Add, update, and delete records¶

This guide provides an overview of records, explaining the basics of how to define and manage them in Argilla.

A record in Argilla is a data item that requires annotation, consisting of one or more fields. These are the pieces of information displayed to the user in the UI to facilitate the completion of the annotation task. Each record also includes questions that annotators are required to answer, with the option of adding suggestions and responses to assist them. Guidelines are also provided to help annotators effectively complete their tasks.

A record is part of a dataset, so you will need to create a dataset before adding records. Check these guides to learn how to create a dataset.

Main Class

rg.Record(
    external_id="1234",
    fields={
        "question": "Do you need oxygen to breathe?",
        "answer": "Yes"
    },
    metadata={
        "category": "A"
    },
    vectors={
        "my_vector": [0.1, 0.2, 0.3],
    },
    suggestions=[
        rg.suggestion("my_label", "positive", score=0.9, agent="model_name")
    ],
    responses=[
        rg.response("label", "positive", user_id=user_id)
    ],
)

Check the Record - Python Reference to see the attributes, arguments, and methods of the Record class in detail.

Add records¶

You can add records to a dataset in two different ways: either by using a dictionary or by directly initializing a Record object. You should ensure that fields, metadata and vectors match those configured in the dataset settings. In both cases, are added via the Dataset.records.add method. As soon as you add the records, these will be available in the Argilla UI. If they do not appear in the UI, you may need to click the refresh button to update the view.

Tip

Take some time to inspect the data before adding it to the dataset in case this triggers changes in the questions or fields.

Note

If you are planning to use public data, the Datasets page of the Hugging Face Hub is a good place to start. Remember to always check the license to make sure you can legally use it for your specific use case.

As a dictionaryAs a Record object

You can add the data directly as a dictionary, where the keys correspond to the names of fields, questions, metadata or vectors in the dataset and the values are the data to be added. However, you can also use a mapping to indicate which keys in the source data correspond to the dataset fields.

import argilla_sdk as rg

client = rg.Argilla(api_url="<api_url>", api_key="<api_key>")

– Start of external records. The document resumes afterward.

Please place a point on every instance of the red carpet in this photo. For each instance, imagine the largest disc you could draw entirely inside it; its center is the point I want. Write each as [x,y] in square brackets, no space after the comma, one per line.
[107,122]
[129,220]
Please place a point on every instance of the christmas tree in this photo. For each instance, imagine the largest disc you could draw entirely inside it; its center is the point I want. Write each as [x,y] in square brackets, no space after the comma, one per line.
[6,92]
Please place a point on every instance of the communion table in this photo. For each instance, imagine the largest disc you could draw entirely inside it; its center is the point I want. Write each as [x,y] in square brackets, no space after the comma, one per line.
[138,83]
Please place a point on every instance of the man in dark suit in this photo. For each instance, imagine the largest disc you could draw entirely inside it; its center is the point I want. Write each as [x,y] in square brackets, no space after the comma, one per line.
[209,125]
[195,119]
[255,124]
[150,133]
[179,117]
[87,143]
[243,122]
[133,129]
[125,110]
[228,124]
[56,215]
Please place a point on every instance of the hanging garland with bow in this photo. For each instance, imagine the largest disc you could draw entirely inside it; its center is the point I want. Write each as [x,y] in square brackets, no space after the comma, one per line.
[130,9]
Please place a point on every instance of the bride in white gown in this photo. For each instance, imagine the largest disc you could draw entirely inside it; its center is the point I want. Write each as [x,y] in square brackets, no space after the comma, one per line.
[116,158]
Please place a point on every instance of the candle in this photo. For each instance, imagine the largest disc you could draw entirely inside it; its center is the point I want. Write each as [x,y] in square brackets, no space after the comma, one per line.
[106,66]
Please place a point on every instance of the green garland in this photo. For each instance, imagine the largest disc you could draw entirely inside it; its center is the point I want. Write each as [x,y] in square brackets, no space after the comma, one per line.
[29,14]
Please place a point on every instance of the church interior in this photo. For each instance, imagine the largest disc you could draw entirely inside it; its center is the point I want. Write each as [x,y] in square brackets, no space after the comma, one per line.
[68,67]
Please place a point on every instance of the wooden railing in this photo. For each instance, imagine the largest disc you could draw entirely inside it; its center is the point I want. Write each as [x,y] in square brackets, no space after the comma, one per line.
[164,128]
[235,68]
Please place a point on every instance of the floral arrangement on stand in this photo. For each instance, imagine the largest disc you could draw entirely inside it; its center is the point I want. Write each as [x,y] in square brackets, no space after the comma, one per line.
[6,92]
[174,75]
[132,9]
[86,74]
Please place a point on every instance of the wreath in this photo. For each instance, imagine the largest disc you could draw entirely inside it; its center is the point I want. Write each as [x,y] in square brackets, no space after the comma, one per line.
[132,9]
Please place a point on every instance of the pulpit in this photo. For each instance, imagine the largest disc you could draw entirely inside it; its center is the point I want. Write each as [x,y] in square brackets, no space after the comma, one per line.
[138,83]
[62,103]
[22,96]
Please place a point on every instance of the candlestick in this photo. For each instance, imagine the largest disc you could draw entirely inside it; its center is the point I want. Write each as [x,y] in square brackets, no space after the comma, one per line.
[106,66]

workspace = client.workspaces("my_workspace")

dataset = client.datasets(name="my_dataset", workspace=workspace)

# Add records to the dataset with the fields 'question' and 'answer'
data = [
    {
        "question": "Do you need oxygen to breathe?",
        "answer": "Yes",
    },
    {
        "question": "What is the boiling point of water?",
        "answer": "100 degrees Celsius",
    },
]
dataset.records.add(data)

# Add records to the dataset with the a mapping of the fields 'question' and 'answer'
data = [
    {
        "query": "Do you need oxygen to breathe?",
        "response": "Yes",
    },
    {
        "query": "What is the boiling point of water?",
        "response": "100 degrees Celsius",
    },
]
dataset.records.add(data, mapping={"query": "question", "response": "answer"})

HF example

import datasets
from datasets import load_dataset
from uuid import uuid4

client = rg.Argilla(api_url="<api_url>", api_key="<api_key>")
workspace = client.workspaces("my_workspace")
user_id = client.users("my_user").id

dataset = client.datasets(name="my_dataset", workspace=workspace)

hf_dataset = load_dataset("imdb", split="train[:100]").to_list()
records = [
    {
        "text": sample["text"],
        "label": "positive" if sample["label"] == 1 else "negative",
        "external_id": uuid4()
    }
    for sample in hf_dataset
]


dataset.records.add(records=records)

You can also add records to a dataset by initializing a Record object directly.

import argilla_sdk as rg

client = rg.Argilla(api_url="<api_url>", api_key="<api_key>")

workspace = client.workspaces("my_workspace")

dataset = client.datasets(name="my_dataset", workspace=workspace)

records = [
    rg.Record(
        fields={
            "question": "Do you need oxygen to breathe?",
            "answer": "Yes"
        },
    ),
    rg.Record(
        fields={
            "question": "What is the boiling point of water?",
            "answer": "100 degrees Celsius"
        },
    ),
]

dataset.records.add(records)

HF example

import datasets
from datasets import load_dataset
from uuid import uuid4

client = rg.Argilla(api_url="<api_url>", api_key="<api_key>")
workspace = client.workspaces("my_workspace")
user_id = client.users("my_user").id

dataset = client.datasets(name="my_dataset", workspace=workspace)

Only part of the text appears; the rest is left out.